'Never dialogue with the devil,' Pope Francis Says

Pope Francis celebrates Ash Wednesday Mass in 2017. Credit: Vatican Media.

Pope Francis said Sunday to follow Christ’s example when dealing with the temptation to sin: send the devil away or answer with the Word of God, but never engage in debate.

When being tempted by the devil in the desert, “Jesus does not talk with the devil. Jesus responds to the devil with the Word of God, not with his word,” the pope said March 1.

Francis noted that in times of temptation one may start to debate with the devil about sin.

“Never talk to the devil,” he advised. “Jesus does two things with the devil: he chases him away or, as in this case [in the desert], he answers with the Word of God. Be careful: never dialogue with temptation, never dialogue with the devil.”

Pope Francis’ address before the Angelus Sunday was on Jesus’ 40 days in the desert, where he goes to fast after being baptized in the Jordan River.

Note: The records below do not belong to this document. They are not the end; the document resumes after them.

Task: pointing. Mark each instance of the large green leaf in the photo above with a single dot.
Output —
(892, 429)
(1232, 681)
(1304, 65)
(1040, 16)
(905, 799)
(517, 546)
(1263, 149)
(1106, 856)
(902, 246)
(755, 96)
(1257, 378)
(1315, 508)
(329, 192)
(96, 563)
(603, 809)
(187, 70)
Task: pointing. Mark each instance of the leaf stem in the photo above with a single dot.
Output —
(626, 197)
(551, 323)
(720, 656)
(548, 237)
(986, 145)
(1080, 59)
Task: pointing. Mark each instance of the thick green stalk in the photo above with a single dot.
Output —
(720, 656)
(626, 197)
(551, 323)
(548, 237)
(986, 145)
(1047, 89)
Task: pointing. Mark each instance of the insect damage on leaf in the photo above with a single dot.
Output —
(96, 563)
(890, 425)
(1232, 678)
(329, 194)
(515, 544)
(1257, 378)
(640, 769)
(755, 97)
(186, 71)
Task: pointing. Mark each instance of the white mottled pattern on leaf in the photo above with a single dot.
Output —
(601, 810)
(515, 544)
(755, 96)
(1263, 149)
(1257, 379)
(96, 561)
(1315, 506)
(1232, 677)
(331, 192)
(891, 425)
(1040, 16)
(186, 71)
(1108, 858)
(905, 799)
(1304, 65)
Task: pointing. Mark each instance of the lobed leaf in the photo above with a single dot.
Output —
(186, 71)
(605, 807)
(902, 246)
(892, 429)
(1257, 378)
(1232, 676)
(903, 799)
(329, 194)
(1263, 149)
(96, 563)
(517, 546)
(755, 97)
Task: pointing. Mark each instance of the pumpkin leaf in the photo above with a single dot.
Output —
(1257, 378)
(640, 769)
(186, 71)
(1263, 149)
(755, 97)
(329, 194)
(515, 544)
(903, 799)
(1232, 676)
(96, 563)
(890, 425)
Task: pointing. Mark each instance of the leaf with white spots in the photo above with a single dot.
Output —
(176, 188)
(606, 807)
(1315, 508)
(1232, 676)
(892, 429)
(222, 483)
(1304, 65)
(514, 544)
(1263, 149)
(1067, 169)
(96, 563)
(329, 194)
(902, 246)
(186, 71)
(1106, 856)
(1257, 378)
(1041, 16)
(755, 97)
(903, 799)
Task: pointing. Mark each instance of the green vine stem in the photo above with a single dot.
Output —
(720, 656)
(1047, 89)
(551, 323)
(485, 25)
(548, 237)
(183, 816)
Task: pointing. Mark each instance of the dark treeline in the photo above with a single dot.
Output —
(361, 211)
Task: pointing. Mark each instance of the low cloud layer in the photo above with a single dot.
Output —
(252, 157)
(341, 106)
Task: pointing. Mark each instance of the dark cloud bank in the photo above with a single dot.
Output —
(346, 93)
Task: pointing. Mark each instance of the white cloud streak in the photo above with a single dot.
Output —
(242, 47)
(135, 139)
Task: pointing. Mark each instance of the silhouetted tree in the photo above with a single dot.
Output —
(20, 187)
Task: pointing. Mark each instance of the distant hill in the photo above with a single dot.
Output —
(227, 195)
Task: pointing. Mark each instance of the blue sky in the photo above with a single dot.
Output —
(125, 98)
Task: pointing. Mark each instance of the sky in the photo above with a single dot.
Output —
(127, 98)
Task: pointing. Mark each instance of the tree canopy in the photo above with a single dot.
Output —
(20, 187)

There Jesus “prepares to begin his mission,” Francis said.

But at the end of his fasting, the devil comes and tries to tempt Jesus three times, he explained.

According to the pope, “even today Satan bursts into people’s lives to tempt them with his enticing proposals.”

“Messages come from many directions inviting [us] ‘to be tempted’ to experience the thrill of transgression,” he stated.

He explained that temptation tries to propose alternatives to God’s way, suggesting there is no problem, that God will forgive us, or that something is not a sin.

These give the feeling of self-sufficiency, that the purpose of life is its enjoyment, Francis said.

“But all this is illusory: soon we realize that the more we distance ourselves from God, the more we feel defenseless and helpless in the face of the great problems of existence.”

Pope Francis prayed that the Virgin Mary, who crushed the head of the serpent, will help everyone during Lent to “be vigilant in the face of temptations, not to submit to any idol of this world, to follow Jesus in the fight against evil.”

After praying the Angelus, the pope asked especially for prayers for the many immigrants seeking safety from war.  

“I am a little saddened by the news that many displaced people arrive, many men, women, children driven away because of the war, many migrants who seek refuge in the world, and help,” he said.

“These days, it has become very strong. Let us pray for them.”

He also asked for prayers for the members of the Roman Curia who will make their annual retreat in Ariccia March 1-6.

Pope Francis, who has had a cold for several days, said he will not be joining them this year as planned, but will follow the meditations from home at the Vatican.